SNPS are particular nucleotide sequences that are repeated within a region of a DNA strand (called an STR locus). STR loci occur frequently in the human genome, and the number of repeated sequences within an STR locus varies highly from person to person. For example, one individual’s DNA may have eleven ATT repeats at a given STR locus, while another individual may have 14 at the same locus. These variations are referred to as alleles (see above) or markers, of the particular locus. Alleles are responsible for “polymorphisms” or genetic differences between individuals. No one allele varies enough to differentiate one person from another to a statistically significant degree. A particular set of alleles at multiple loci within an individual’s DNA, however, can be used to create a DNA “finger-print” unique to that individual. This mehthod of identificaiton is called “STR profiling” and is useful in many fields, including forensic science.  

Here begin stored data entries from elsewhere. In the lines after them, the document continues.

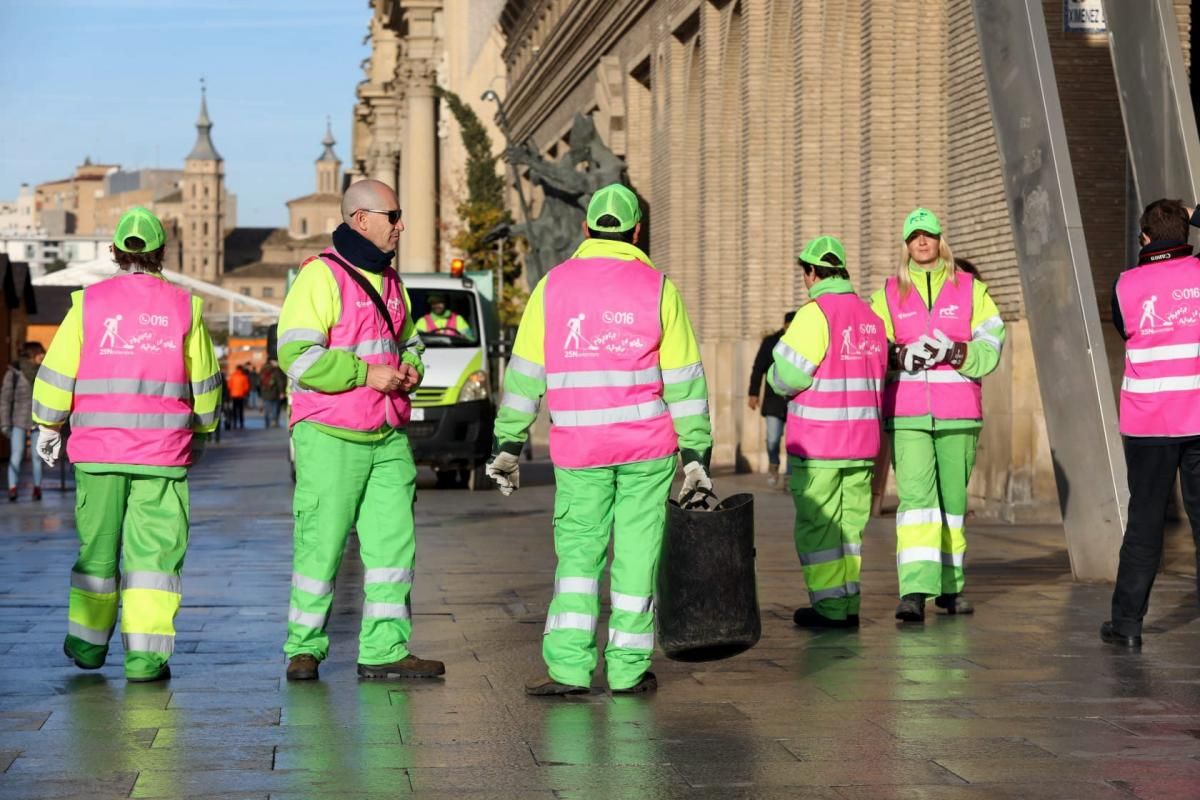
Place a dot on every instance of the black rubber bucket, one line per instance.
(707, 595)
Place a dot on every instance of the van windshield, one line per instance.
(445, 317)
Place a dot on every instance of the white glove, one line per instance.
(697, 486)
(505, 470)
(49, 443)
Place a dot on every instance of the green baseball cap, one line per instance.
(139, 223)
(922, 220)
(618, 202)
(817, 252)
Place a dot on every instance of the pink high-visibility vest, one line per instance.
(132, 394)
(1161, 390)
(943, 391)
(838, 416)
(364, 332)
(604, 384)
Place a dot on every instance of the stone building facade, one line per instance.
(750, 126)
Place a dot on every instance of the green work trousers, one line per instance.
(933, 469)
(132, 542)
(369, 486)
(833, 505)
(627, 503)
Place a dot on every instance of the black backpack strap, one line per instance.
(358, 277)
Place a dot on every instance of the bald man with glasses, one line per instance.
(349, 347)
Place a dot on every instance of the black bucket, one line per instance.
(707, 596)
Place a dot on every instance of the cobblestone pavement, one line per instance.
(1020, 701)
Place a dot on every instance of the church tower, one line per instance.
(328, 166)
(203, 216)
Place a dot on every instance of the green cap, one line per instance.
(618, 202)
(819, 251)
(139, 223)
(922, 220)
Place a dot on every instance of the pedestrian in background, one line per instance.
(133, 368)
(17, 415)
(774, 405)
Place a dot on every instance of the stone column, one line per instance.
(418, 176)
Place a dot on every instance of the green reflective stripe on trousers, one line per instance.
(94, 584)
(312, 585)
(52, 415)
(157, 581)
(55, 379)
(388, 575)
(89, 635)
(133, 386)
(121, 420)
(160, 643)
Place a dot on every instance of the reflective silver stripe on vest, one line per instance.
(156, 581)
(313, 587)
(385, 611)
(520, 403)
(388, 575)
(845, 590)
(89, 635)
(683, 374)
(846, 385)
(371, 347)
(160, 643)
(49, 414)
(526, 367)
(631, 603)
(121, 420)
(1155, 385)
(569, 620)
(303, 335)
(576, 585)
(786, 353)
(604, 378)
(55, 379)
(91, 583)
(833, 414)
(316, 621)
(631, 641)
(207, 385)
(1145, 355)
(610, 415)
(919, 517)
(133, 386)
(913, 554)
(305, 360)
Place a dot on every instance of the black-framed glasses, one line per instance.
(393, 216)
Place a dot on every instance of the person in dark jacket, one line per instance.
(774, 407)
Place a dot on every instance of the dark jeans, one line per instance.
(1152, 469)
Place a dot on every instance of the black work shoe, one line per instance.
(954, 603)
(813, 618)
(162, 674)
(407, 667)
(303, 667)
(82, 665)
(911, 608)
(1109, 635)
(546, 686)
(647, 684)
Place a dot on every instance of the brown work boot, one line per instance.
(546, 686)
(303, 667)
(407, 667)
(648, 683)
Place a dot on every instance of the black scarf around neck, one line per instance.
(360, 252)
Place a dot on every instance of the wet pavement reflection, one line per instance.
(1019, 701)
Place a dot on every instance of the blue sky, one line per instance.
(119, 80)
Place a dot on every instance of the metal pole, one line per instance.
(1056, 276)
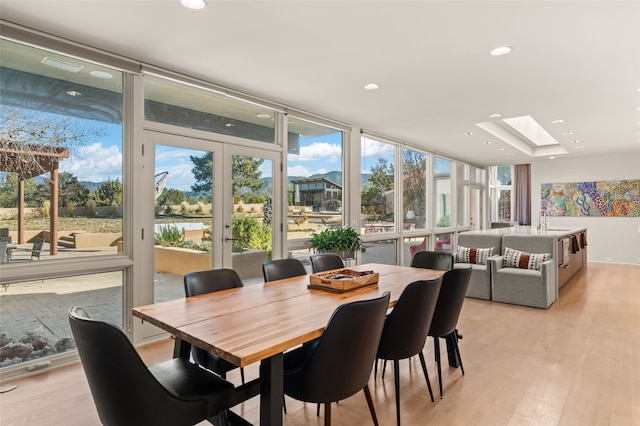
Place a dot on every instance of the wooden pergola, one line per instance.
(28, 161)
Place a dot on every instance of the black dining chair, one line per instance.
(127, 392)
(202, 282)
(406, 328)
(325, 262)
(445, 318)
(282, 268)
(442, 261)
(339, 365)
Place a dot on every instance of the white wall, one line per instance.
(613, 239)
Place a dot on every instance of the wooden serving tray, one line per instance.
(341, 280)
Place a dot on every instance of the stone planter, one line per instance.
(180, 261)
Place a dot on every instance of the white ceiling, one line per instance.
(573, 60)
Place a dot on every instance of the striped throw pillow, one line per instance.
(477, 256)
(520, 259)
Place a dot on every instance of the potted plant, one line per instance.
(344, 241)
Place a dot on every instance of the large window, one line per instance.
(414, 187)
(378, 186)
(315, 181)
(442, 192)
(175, 103)
(61, 196)
(501, 191)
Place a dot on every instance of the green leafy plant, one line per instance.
(168, 236)
(249, 233)
(336, 240)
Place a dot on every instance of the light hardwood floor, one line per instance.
(576, 363)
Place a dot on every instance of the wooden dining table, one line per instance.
(258, 323)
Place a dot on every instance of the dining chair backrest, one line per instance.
(202, 282)
(3, 252)
(282, 268)
(126, 391)
(407, 326)
(341, 363)
(452, 293)
(209, 281)
(439, 260)
(325, 262)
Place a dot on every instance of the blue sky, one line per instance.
(102, 160)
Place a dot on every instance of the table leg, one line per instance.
(451, 353)
(181, 349)
(271, 390)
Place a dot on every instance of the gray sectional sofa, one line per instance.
(536, 288)
(515, 285)
(480, 283)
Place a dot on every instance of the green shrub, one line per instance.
(251, 234)
(168, 236)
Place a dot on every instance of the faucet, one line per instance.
(542, 219)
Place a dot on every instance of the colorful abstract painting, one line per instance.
(601, 199)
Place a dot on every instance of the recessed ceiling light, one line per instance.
(61, 65)
(101, 74)
(499, 51)
(193, 4)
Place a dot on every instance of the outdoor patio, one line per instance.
(40, 307)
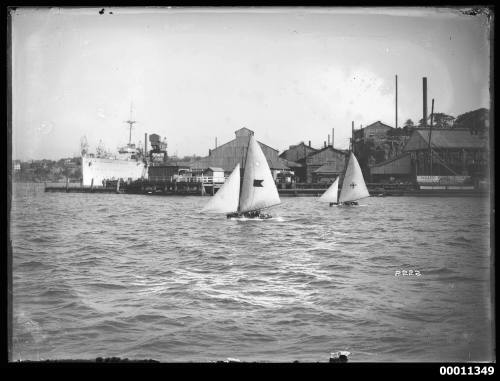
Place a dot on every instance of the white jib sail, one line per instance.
(258, 189)
(227, 197)
(353, 187)
(331, 194)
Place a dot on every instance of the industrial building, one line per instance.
(448, 152)
(398, 169)
(227, 155)
(325, 165)
(450, 155)
(295, 158)
(376, 131)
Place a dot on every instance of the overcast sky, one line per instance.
(289, 74)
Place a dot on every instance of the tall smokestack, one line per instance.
(396, 101)
(352, 136)
(424, 83)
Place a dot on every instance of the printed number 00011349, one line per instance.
(466, 370)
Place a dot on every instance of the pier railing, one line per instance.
(186, 179)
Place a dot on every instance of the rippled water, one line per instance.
(150, 277)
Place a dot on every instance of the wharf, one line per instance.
(168, 188)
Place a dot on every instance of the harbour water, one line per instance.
(150, 277)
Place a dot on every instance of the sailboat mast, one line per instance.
(131, 122)
(243, 177)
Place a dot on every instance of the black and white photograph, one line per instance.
(251, 185)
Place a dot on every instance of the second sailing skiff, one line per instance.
(353, 188)
(258, 190)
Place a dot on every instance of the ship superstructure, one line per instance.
(127, 165)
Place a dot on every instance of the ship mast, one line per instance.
(131, 122)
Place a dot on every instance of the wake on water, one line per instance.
(243, 219)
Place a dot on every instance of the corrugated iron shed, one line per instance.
(328, 168)
(227, 155)
(444, 139)
(400, 165)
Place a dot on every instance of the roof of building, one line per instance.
(378, 123)
(327, 168)
(329, 147)
(443, 138)
(290, 163)
(244, 131)
(398, 165)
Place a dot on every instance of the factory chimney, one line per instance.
(424, 84)
(396, 101)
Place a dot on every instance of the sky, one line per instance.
(196, 74)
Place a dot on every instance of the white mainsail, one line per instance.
(331, 194)
(258, 189)
(353, 187)
(227, 197)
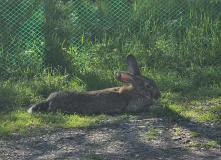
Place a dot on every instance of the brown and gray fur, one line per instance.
(140, 95)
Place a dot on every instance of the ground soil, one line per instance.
(145, 137)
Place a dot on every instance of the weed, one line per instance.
(153, 133)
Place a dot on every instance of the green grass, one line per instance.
(178, 47)
(153, 133)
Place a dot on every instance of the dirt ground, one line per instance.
(140, 139)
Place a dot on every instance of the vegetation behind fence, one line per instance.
(179, 35)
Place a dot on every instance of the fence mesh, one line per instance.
(38, 33)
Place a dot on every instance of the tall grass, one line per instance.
(177, 43)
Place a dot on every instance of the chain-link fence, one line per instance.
(38, 33)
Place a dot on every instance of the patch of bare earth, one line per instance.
(139, 139)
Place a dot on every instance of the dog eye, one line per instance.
(147, 86)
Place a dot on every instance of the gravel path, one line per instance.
(139, 139)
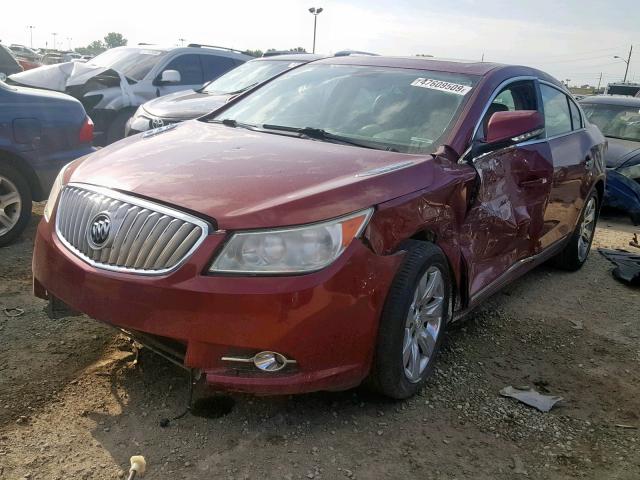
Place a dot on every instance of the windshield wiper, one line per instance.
(230, 122)
(323, 135)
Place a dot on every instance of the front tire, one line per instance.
(413, 321)
(573, 256)
(15, 204)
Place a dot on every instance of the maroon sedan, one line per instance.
(327, 227)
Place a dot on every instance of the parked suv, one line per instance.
(114, 84)
(40, 132)
(188, 104)
(8, 63)
(20, 51)
(329, 225)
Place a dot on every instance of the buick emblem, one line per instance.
(99, 231)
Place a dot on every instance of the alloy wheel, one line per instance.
(423, 324)
(10, 205)
(587, 227)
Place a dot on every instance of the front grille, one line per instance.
(141, 237)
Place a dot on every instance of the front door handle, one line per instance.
(533, 183)
(588, 161)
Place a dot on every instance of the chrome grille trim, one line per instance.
(149, 238)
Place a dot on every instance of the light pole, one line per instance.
(315, 12)
(31, 27)
(627, 61)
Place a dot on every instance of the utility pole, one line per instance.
(627, 61)
(31, 27)
(315, 12)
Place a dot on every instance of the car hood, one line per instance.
(246, 179)
(619, 151)
(184, 105)
(60, 76)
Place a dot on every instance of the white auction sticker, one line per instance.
(441, 86)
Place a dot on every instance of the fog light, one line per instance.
(269, 361)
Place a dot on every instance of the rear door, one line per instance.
(504, 223)
(571, 147)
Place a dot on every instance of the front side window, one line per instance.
(248, 75)
(133, 63)
(576, 118)
(213, 66)
(403, 110)
(615, 121)
(519, 95)
(189, 67)
(557, 116)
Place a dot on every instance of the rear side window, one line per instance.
(214, 66)
(5, 57)
(557, 116)
(189, 67)
(576, 118)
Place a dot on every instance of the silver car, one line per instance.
(114, 84)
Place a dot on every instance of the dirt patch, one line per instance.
(76, 402)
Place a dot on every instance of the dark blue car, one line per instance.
(618, 117)
(40, 132)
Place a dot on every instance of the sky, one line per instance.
(572, 39)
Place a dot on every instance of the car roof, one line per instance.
(293, 57)
(622, 100)
(467, 67)
(223, 51)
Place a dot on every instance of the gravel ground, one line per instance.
(75, 402)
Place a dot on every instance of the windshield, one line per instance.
(404, 110)
(133, 63)
(247, 75)
(617, 121)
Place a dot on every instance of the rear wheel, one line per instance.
(577, 250)
(15, 204)
(413, 322)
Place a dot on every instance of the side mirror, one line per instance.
(513, 126)
(170, 76)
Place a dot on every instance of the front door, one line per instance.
(505, 222)
(570, 146)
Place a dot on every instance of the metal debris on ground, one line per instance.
(530, 397)
(627, 265)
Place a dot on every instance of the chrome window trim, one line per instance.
(205, 228)
(493, 96)
(568, 96)
(495, 93)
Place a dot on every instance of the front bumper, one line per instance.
(326, 321)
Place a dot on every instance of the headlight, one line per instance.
(53, 195)
(290, 250)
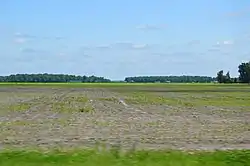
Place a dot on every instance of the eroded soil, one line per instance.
(81, 117)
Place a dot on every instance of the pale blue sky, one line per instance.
(118, 38)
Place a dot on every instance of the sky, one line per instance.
(116, 39)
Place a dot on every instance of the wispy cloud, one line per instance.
(151, 27)
(239, 13)
(118, 45)
(32, 50)
(130, 45)
(193, 42)
(21, 38)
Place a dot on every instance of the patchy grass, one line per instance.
(110, 99)
(190, 99)
(20, 107)
(115, 157)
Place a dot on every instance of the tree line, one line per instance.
(243, 69)
(244, 75)
(166, 79)
(51, 78)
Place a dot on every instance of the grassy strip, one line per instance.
(141, 158)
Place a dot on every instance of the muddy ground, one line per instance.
(81, 117)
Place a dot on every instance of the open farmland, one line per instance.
(141, 116)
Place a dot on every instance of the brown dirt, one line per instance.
(54, 119)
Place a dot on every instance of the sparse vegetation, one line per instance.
(114, 157)
(156, 116)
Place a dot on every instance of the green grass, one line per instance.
(113, 157)
(190, 99)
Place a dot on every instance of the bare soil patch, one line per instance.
(81, 117)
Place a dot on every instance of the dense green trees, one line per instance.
(244, 75)
(176, 79)
(244, 70)
(51, 78)
(221, 78)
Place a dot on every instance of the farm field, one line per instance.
(141, 116)
(125, 116)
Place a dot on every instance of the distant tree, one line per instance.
(165, 79)
(51, 78)
(244, 71)
(235, 80)
(220, 77)
(227, 78)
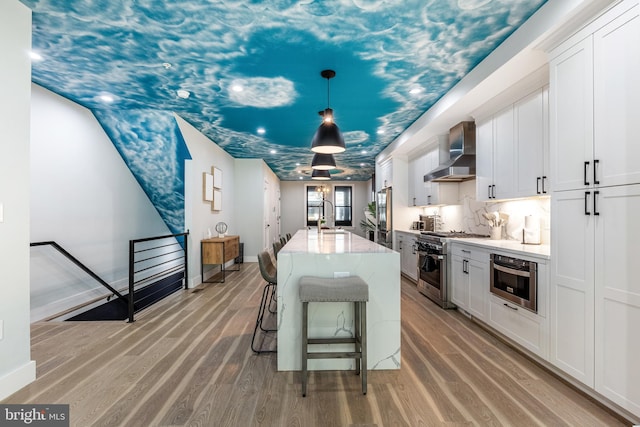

SNPs or single nucleotide polymorphisms are points in the genome at which one base can differ between individuals. SNPs are single base positions in DNA at which different alleles, or alternative nucleotides, exist in a population. An individual may be homozygous or heterozygous for an allele at each SNP position. The genomes of all organisms undergo spontaneous mutation in the course of their continuing evolution, generating variant forms of progenitor genetic sequences. A variant form may confer an evolutionary advantage or disadvantage relative to a progenitor form or may be neutral. In some instances, a variant form confers an evolutionary advantage to the species and is eventually incorporated into the DNA of many or most members of the species and effectively becomes the progenitor form. Additionally, the effects of a variant form may be both beneficial and detrimental, depending on the cirucmstances. For example, a heterozygous sickle cell mutation confers resistance to malaria, but a homozygous sicle cecell is usually lethal. About 90% of all polymorphisms in the human genome are SNPs.

Causative SNPs: 

 SNP can, in some instances, be referred to as a “cSNP” to denote that the nucloetide sequence containing the SNP is an amino acid coding sequence. Causative SNPs produce alterations in gene expression or in the expression, structure, and/or function of a gene product. Causative SNPs do not necessarily have to occur in coding regions; causative SNPs can occur in, for example, any genetic region that can ultimately affect the expression, structure, and/or activity of the protein encoded by a nucleic acid.

SNPs and Disease: 

An association study of a SNP and a specific disorder invovles determing the presence or frequency of the SNP allele in biological samples from individuals with the disorder of itnerest. A SNP may be screened in diseased tissue samples and compared to control smaples, and selected for its increased (or decreased) occurrence in a specific pathological condition, such as pathologies related to myocardial infaction. If a particular SNP is inherited with a disease, it is also a strong indication that a gene that confers susceptibility lies somewhere nearby. There are thought to be some ten million common SNPs scattered throughout the human genome. Once a statistically significant association is established between one or more SNP(s) and a pathological condition of interest, then the region around the SNP can optionally be thoroughly screened to identify the causative genetic locus/sequenc(s) (e.g., causative SNP/mutation, gene, regulatory region, etc) that influences the pathological condition or phenotype. SNPs can thus be used to identify patients most suited to therapy with particular pharmaceutical agents (this term is often termed “pharmacogenomics”). Similarly, SNPs can be used to exclude patients from certain treatment due to the patient’s increased likelihood of developing toxic side effects or their liklihood of not responding to the treatment.